Topic 3: Organisms exchange substances with their environment

Why do larger organisms need specialised exchange surfaces?

They have a smaller SA:V ratio so diffusion alone is insufficient to meet metabolic demands

Describe the tracheal system in insects.

Network of chitin-lined tubes (tracheae) that branch into tracheoles, delivering air directly to respiring cells

How are the tracheoles adapted for gas exchange?

Very thin walls, permeable to gases, and contain fluid at their tips that moves out during exercise

How do fish exchange gases?

Using gills with a counter-current flow system to extract oxygen from water

Describe the structure of fish gills.

Gill filaments (primary lamellae) with many gill lamellae (secondary lamellae) containing capillaries

What is counter-current flow in fish gills and why’s it efficient?

Blood flows through gill lamellae in the opposite direction to water flow over the gills to maintain a concentration gradient for oxygen diffusion along the entire length of the lamellae

How do terrestrial insects prevent water loss?

Spiracles can close, body covered in waxy cuticle, and hairs trap moist air

What are spiracles?

External openings on the insect body that allow air to enter the tracheal system and can be opened or closed

What is the structure of a leaf adapted for gas exchange?

Thin and flat shape, stomata, air spaces, and mesophyll cells with large surface area

What controls the opening of stomata?

Guard cells that become turgid (open) or flaccid (closed) in response to light, CO₂, and water availability

Describe the structure of alveoli.

Tiny air sacs with walls one cell thick, surrounded by capillaries, with large total surface area (~70m²)

What is ventilation?

The process of moving air in and out of the lungs to maintain concentration gradient

Describe the mechanism of inspiration (breathing in).
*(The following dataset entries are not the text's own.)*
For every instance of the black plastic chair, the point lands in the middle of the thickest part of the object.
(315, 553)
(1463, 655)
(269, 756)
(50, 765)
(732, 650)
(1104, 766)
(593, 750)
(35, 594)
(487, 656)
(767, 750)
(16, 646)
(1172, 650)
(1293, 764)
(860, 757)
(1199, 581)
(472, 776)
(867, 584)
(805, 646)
External intercostal muscles contract, internal intercostal muscles are relaxed because they’re antagonistic, ribs move up and out, diaphragm contracts and flattens and moved down, thoracic volume increases, pressure decreases, air flows in

Describe the mechanism of expiration (breathing out).

External intercostal muscles relax, ribs move down and in, diaphragm relaxes and curves up, thoracic volume decreases, pressure increases, air flows out

During forced exhalation, the internal intercostal muscles contract to move the ribs down and in

What is tidal volume?

The volume of air moved in and out of the lungs in a single breath at rest

What is the main pigment in red blood cells?

Haemoglobin

How many oxygen molecules can one haemoglobin molecule carry?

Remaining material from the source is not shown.